Let’s take a look at what history tells you…
Tech wrecks and aftermaths
This chart shows you three market cycles for the NASDAQ technology index over the past 25 years.
Source: Incredible Charts
As you can see, we’re in the third ‘tech boom’ phase of the last 25 years.
And this has been a monumentally big, decade long bull run for technology stocks. It’s the reason Facebook, Google, Amazon and Apple are the four of the most valuable companies in the world.
Though that tech ‘old timer’ Microsoft just pipped Apple briefly as the most valuable company in the world this month.

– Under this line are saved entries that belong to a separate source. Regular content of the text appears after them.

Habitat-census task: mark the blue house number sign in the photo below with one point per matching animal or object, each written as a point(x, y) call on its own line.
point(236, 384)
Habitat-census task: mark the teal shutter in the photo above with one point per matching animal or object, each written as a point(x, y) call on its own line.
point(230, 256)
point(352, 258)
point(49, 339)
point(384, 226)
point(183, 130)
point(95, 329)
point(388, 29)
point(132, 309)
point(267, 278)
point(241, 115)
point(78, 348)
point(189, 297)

This third boom phase hasn’t been without doubters though. It paused for about a year from mid-2015 to mid-2016 as investors worried the good times had gone on too long. But then it resumed its upwards move.
That moment in 2015/16 turned out to be a ‘buy the dip’ moment. Always easy to say in hindsight though.

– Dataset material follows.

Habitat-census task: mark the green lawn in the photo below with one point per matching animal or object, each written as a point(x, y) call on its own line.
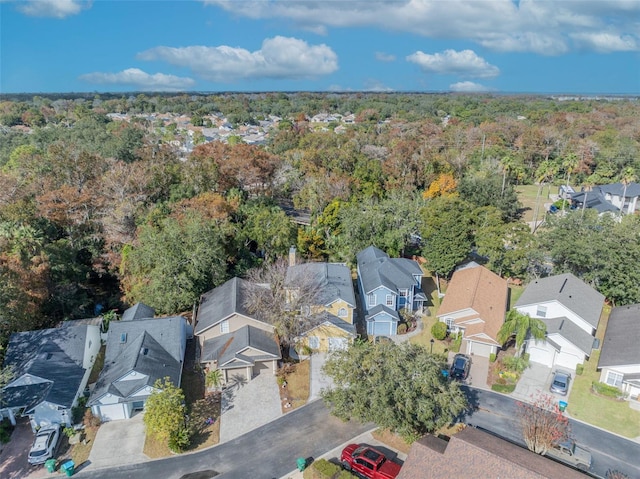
point(610, 414)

The question now is are falls in the tech sector of late another pause? Or the start of a new tech wreck crash?
There’s no question that technology companies dominate our lives these days. So, it would be hard to see Facebook and Apple fading away into oblivion any time soon.
But that outcome wasn’t always obvious.
Despite the hype from the original dotcom boom in 1999/00, it took almost a decade for the current boom to get underway.

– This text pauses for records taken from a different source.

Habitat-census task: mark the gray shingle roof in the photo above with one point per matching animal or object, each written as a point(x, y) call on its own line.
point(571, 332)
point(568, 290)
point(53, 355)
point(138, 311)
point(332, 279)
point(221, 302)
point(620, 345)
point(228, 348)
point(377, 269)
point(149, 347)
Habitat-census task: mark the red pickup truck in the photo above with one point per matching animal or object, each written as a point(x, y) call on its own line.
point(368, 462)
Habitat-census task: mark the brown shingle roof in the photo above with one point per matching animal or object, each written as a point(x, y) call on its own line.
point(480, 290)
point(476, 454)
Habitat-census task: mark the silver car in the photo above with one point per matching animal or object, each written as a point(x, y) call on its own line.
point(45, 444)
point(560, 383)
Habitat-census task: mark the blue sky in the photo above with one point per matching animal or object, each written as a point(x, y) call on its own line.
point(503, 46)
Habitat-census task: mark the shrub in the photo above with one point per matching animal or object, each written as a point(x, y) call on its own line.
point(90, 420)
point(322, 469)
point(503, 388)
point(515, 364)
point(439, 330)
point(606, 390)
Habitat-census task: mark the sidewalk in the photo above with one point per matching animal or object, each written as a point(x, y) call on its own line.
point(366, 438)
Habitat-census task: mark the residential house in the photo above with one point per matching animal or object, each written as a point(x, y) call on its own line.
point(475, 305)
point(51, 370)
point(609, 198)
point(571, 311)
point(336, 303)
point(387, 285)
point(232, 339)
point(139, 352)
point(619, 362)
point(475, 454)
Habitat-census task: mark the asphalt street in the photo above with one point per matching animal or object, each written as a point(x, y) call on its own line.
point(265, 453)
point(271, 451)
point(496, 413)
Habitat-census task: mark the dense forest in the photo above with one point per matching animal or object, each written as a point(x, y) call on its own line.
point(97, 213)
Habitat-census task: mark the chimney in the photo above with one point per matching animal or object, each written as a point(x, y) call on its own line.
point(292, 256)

This turned out to be the pivotal cycle that finally revealed the potential value of technology companies, people had been talking about for almost two decades.
A lesson for cryptocurrency investors perhaps?
But back to the most pressing question now then.
Should you buy the tech dip? Or should you stay clear for now?
Should you buy the tech dip?
Let’s look at a chart of one of the tech giants to answer this question:
Source: Incredible Charts
As you can see in Apple’s decade long rise there have been three buy the dip opportunities. I’ve labelled them as shake out zones in the chart.
These are moments weak holders are shaken out on the dips and are replaced by stronger holders who hold on for the next rise.
The question you’ve got to ask yourself now then is, do you think Apple can continue to grow earnings into the future? Is this a new shakeout moment?
I’m not going to answer that for you today.
But it’s the most basic question you have to think about. If you conclude Apple have a powerful business that can continue to grow earnings, then this could be a good time to buy.
Well if you look at the bottom part of the chart, there’s an indicator called RSI (Relative Strength Index). It’s often used by traders to gauge if a stock is overbought or oversold.
If it falls below or touches the 30 line that often indicates it is oversold and could be a good time to buy if you think the market has overreacted and you’re positive about future prospects still.
As you can also see though, maybe you can afford to wait a little but longer too. The RSI tends to range between 30 and 50 in a correction or downturn.
If you want a better entry point, you can wait for it to breach the 50 level before you buy. You won’t buy in as cheap, but the selling pressure may have subsided and the stock could be ready to resume its uptrend.
And lastly if you think that the tech sector has become an overblown balloon devoid of any real value, you can of course look to bet against the stock by shorting it on any near-term price bounces. Though this is a high-risk specialist strategy.
The point is this…
With investing there’s many ‘roads to Rome’ so to speak. In other words, there’s no right way of doing things.
But to me there seems to be clear opportunities in the tech sector right now. You just have to work out what they are and how you’re going to profit from it.